You might reserve time for students to reflect daily on their progress and collect those reflections in a journal or as an exit ticket. You for sure want to have time for students to reflect at the end of the project. By reviewing their process and their product, they can really consider what went well and what to do better next time.
Edutopia has a list of 40 reflection questions that look back, inward, and outward. I used many of these questions to make my random reflection question link. Clicking this link will take you to one of 30 reflection questions I’ve programmed into the HTML. Students in small groups can call up a question and explain their answers to their peers. For even more fun, take a look at the dice I made as a way for students to express their response to the reflection questions.
Don’t forget that you as the teacher should also reflect on the project.
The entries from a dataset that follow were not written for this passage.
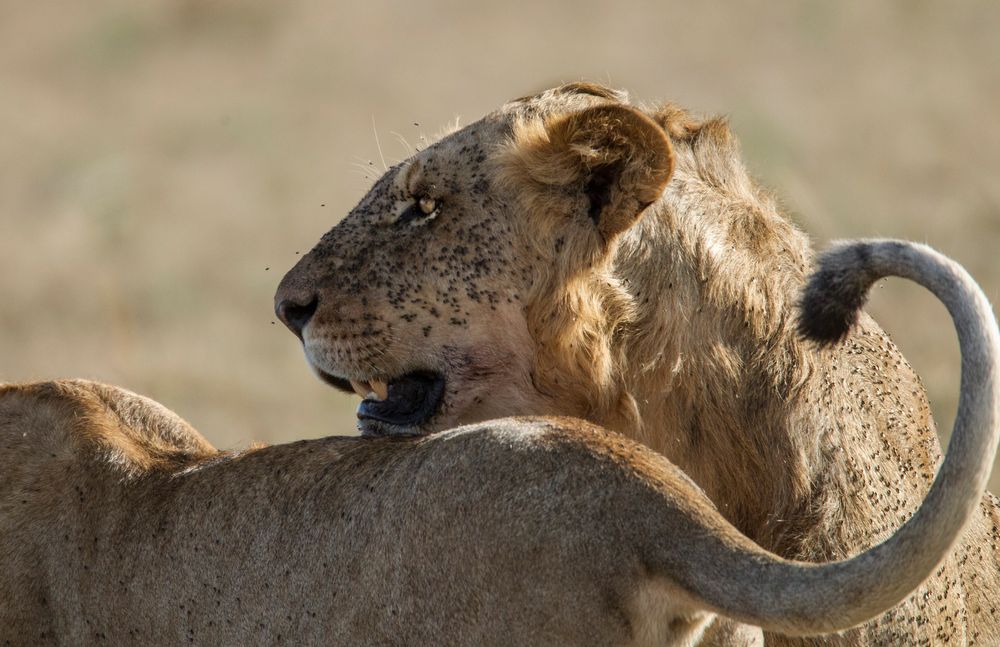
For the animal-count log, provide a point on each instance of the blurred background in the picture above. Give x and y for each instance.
(164, 162)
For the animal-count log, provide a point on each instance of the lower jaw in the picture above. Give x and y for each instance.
(376, 429)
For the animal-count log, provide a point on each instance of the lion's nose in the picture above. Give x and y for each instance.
(296, 315)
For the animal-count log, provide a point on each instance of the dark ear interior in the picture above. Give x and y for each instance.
(598, 189)
(619, 159)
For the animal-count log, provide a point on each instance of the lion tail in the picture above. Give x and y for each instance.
(801, 598)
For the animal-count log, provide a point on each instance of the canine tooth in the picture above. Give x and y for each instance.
(380, 388)
(361, 388)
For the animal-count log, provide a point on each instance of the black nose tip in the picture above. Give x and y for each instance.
(295, 315)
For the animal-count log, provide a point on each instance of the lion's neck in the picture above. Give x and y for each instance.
(714, 363)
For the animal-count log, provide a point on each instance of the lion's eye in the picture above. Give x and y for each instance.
(427, 205)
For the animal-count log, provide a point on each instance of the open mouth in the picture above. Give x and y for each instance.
(396, 406)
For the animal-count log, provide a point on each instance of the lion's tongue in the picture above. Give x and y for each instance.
(377, 388)
(409, 400)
Write down your thoughts and things you want to remember for the next project.
You Know Better Than Anyone
The productions your students make depend on their abilities and interests and the availability of resources and time. As the teacher, you get to juggle all the variables to guide students toward quality end products that serve as evidence of learning. Yes, it takes a lot of class time to do project based learning. And, you probably can’t teach everything through a project. But a project may be an excellent instructional strategy for some of the content and skills your students need to learn.
When I taught fifth grade, my students were often actively involved in projects. So much so that a fourth grade teacher down the hall confronted me in the teachers lounge one day. She looked at me over her glasses, slowly shook her head, and said, “Tony, it seems every time I pass by your classroom, you aren’t teaching.”
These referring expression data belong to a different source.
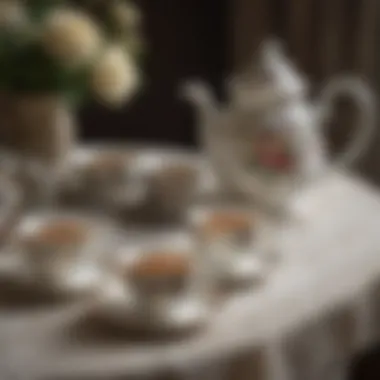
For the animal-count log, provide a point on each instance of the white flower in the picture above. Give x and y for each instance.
(11, 13)
(71, 36)
(126, 15)
(115, 76)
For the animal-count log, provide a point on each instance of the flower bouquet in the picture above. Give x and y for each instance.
(54, 54)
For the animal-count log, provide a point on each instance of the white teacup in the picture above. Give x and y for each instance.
(161, 284)
(229, 236)
(61, 251)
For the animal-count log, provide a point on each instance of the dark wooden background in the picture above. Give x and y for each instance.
(208, 38)
(185, 39)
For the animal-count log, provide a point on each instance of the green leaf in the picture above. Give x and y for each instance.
(37, 9)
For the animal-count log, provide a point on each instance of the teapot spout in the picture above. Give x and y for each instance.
(200, 95)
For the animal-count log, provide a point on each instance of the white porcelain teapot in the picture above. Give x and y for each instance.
(268, 140)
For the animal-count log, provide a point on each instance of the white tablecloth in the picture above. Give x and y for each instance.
(317, 308)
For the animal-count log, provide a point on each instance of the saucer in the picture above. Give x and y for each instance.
(117, 307)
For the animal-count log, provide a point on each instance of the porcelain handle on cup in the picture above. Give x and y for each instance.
(362, 95)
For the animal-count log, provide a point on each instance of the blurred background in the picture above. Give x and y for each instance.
(209, 39)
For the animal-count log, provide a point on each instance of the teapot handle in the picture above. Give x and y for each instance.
(363, 96)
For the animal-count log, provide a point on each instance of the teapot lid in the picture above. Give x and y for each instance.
(282, 73)
(270, 79)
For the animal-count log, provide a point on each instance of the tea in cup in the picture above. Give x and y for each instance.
(228, 236)
(166, 286)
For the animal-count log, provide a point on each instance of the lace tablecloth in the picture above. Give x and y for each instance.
(318, 307)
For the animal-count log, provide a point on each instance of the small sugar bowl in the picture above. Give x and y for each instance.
(101, 177)
(172, 182)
She and I obviously have different definitions of teaching. I believe a teacher is much more than a dispenser of information–it’s a teacher’s job to create learning experiences. Chances are those experiences do not involve quiet classrooms with all eyes on the teacher. In project based learning, the teachers does less standing in front of the room and more coaching, modeling, and mentoring with individuals and small groups. Formulating a project and guiding students through inquiry, sharing, and reflecting is a lot of work. Outsiders don't see all that work by just glancing into a classroom.
Krissy Venosdale observes, “A good chapter in a textbook prepares kids for a test. A great authentic learning experience prepares students for life.” Put simply, time and energy for project based learning is well worth it!